Amongst his peers and admirers of the game, Strickland is frequently cited on the “most underrated” lists. After his standout DePaul career, Strickland was selected 19th overall by his hometown New York Knicks where he earned NBA All-Rookie honors, before averaging 13.2 points per game and 7.3 assists per game in subsequents stops in San Antonio, Portland, Washington, Miami, Minnesota and Orlando.

Rod Strickland enjoyed immense success as a lead guard in Portland, Washington and his hometown New York Knicks in his 17-year NBA career. Photo by Dale Tai/NBAE via Getty Images

Strickland saw his most success in the NBA from 1990-1998, which included a season-best 18 points per game average in Portland in 1994-95, and a second team All-NBA campaign where he led the league in assists (10.5) and averaged 17 points per game as a Wizard in 1997-98.

Strickland was inducted into the New York City Basketball Hall of Fame in 2008.

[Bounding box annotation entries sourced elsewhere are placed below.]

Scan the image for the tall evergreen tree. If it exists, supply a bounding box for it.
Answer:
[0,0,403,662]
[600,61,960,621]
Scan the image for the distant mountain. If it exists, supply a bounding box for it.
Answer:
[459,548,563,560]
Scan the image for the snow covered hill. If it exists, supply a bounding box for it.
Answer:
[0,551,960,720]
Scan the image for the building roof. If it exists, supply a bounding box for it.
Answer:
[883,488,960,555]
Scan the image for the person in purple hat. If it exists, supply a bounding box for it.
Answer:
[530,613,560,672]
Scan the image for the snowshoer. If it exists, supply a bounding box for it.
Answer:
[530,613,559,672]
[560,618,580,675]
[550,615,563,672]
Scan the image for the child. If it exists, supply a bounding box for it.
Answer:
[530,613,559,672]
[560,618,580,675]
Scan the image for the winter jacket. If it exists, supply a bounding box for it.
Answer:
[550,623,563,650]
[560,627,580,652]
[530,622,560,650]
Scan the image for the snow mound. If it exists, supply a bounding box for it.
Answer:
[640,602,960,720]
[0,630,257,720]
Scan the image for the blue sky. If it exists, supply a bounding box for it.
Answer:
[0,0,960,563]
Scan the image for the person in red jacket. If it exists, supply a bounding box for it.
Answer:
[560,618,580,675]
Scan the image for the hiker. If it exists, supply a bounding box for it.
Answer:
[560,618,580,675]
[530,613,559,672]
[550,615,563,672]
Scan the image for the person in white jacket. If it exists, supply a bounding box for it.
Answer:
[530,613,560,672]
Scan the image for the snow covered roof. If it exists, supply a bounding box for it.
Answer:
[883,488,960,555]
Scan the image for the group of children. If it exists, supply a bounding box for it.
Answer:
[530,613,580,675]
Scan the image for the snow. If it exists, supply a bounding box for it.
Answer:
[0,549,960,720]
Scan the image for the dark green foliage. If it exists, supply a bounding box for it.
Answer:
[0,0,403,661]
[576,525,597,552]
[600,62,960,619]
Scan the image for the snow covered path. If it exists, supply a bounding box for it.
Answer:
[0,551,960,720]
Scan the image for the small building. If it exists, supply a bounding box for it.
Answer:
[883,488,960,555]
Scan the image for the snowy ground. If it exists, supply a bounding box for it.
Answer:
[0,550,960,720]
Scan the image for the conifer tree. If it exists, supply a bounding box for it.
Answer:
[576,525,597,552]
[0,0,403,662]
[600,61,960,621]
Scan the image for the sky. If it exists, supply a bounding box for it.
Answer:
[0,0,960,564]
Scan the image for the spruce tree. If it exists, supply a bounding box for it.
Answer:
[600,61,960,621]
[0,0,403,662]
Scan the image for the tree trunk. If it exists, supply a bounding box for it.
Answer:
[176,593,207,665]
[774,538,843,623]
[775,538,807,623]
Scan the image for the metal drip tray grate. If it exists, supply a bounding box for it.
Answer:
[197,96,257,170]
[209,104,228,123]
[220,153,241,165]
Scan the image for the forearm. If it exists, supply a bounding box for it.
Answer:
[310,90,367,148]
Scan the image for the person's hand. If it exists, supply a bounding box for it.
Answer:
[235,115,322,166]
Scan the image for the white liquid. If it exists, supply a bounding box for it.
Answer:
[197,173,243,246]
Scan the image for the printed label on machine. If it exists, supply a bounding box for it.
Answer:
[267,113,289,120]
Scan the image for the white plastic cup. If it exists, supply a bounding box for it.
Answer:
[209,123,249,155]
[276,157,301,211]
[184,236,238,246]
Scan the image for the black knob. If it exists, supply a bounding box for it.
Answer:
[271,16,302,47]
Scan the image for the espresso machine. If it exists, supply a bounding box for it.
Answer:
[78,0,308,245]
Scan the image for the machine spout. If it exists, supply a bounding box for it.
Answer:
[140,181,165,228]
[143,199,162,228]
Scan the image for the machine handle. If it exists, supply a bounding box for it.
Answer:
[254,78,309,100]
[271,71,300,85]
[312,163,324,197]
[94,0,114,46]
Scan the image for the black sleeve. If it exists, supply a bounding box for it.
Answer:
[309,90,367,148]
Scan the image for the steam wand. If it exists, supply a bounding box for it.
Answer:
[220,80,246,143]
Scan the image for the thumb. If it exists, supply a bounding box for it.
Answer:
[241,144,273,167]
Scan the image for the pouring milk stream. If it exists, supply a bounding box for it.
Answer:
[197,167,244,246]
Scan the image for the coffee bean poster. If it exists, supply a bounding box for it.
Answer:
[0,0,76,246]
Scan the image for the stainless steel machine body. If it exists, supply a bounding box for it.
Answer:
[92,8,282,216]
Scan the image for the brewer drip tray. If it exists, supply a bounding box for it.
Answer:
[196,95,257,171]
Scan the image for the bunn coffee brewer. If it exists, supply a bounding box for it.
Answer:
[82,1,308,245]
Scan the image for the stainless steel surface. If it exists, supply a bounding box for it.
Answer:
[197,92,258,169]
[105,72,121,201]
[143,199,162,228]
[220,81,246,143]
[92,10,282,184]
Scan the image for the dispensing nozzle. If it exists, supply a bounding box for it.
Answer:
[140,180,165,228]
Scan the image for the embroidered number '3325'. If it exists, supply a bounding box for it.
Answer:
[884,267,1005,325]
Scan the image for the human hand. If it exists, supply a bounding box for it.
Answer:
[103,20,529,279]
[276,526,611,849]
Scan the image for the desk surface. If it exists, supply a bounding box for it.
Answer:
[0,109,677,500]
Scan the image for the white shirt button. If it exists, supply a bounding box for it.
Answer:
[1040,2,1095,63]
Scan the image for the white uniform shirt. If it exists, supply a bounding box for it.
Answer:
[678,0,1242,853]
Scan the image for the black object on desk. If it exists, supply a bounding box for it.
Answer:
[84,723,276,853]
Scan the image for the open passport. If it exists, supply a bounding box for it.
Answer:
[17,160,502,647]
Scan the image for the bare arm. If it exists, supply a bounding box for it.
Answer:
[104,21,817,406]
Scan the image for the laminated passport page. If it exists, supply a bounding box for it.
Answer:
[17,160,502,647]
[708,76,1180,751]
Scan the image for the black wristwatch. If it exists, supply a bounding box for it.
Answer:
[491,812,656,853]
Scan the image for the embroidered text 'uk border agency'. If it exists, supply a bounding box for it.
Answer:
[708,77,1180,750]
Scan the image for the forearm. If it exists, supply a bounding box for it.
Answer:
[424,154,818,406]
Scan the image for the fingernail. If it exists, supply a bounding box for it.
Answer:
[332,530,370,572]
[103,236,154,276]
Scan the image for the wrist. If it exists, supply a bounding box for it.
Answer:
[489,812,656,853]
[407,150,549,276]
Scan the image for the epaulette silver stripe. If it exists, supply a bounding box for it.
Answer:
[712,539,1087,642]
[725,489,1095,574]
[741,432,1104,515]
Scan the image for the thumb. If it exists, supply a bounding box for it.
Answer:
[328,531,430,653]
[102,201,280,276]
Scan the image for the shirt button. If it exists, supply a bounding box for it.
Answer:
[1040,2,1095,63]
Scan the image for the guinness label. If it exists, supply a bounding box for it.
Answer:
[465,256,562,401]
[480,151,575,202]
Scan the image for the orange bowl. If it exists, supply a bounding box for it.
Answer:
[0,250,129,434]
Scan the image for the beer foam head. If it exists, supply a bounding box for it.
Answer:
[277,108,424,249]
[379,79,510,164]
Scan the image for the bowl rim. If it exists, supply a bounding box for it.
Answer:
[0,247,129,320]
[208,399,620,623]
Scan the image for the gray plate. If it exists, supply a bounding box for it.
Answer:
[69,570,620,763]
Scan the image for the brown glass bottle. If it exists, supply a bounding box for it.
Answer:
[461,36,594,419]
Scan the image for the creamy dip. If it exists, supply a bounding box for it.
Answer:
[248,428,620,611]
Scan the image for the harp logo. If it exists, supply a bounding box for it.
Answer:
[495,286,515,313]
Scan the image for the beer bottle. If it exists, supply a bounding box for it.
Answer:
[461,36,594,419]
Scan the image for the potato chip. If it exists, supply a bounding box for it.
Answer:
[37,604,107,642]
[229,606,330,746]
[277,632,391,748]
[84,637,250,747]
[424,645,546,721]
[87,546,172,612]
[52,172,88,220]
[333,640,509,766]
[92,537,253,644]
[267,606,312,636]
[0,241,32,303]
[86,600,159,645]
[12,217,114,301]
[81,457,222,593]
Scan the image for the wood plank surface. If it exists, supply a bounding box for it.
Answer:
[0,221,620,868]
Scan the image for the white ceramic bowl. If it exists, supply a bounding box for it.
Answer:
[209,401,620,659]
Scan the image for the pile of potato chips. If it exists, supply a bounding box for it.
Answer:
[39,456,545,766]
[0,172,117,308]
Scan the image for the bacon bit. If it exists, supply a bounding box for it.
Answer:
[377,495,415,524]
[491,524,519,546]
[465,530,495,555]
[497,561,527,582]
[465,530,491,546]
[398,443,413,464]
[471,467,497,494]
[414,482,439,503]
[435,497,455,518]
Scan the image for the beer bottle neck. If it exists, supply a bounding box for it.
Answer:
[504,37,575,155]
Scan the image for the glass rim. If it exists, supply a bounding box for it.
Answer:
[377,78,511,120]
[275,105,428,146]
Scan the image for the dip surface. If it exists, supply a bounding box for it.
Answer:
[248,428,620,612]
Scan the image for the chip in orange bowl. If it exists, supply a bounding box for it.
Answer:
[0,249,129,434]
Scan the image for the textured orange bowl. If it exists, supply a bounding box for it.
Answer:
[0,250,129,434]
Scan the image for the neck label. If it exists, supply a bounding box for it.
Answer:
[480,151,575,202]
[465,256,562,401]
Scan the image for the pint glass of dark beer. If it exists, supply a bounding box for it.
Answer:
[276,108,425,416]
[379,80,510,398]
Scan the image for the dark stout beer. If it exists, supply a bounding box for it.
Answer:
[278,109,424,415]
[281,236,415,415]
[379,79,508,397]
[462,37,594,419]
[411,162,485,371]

Strickland is 13th on the NBA’s all-time assist leaderboard, and there’s still a part of him that envisions how his game — a sinewy 6-3 guard equipped with an entree of acrobatic lay-ups, premier court vision, dynamic penetration that was accentuated by game-breaking handles — would’ve played in today’s modern NBA landscape, where emphasis on spacing and the pick-and-roll has allowed players of his ilk, like godson Kyrie Irving, to thrive.

And in his post-career work, he’s developed an eye for recruiting that could bring a few nationally ranked talent and hidden gems to the LIU basketball program. But no matter who’s on Strickland’s roster come winter, he’s looking to compete with them and raise the ceiling of both his players and the LIU Sharks.

“I think you have to create an environment where young people who want to get better, can get better,” he said. “No one wants to make mistakes. It’s on our staff to communicate the ins-and-outs of the game and make them accountable, and forming those relationships necessary to get them better.”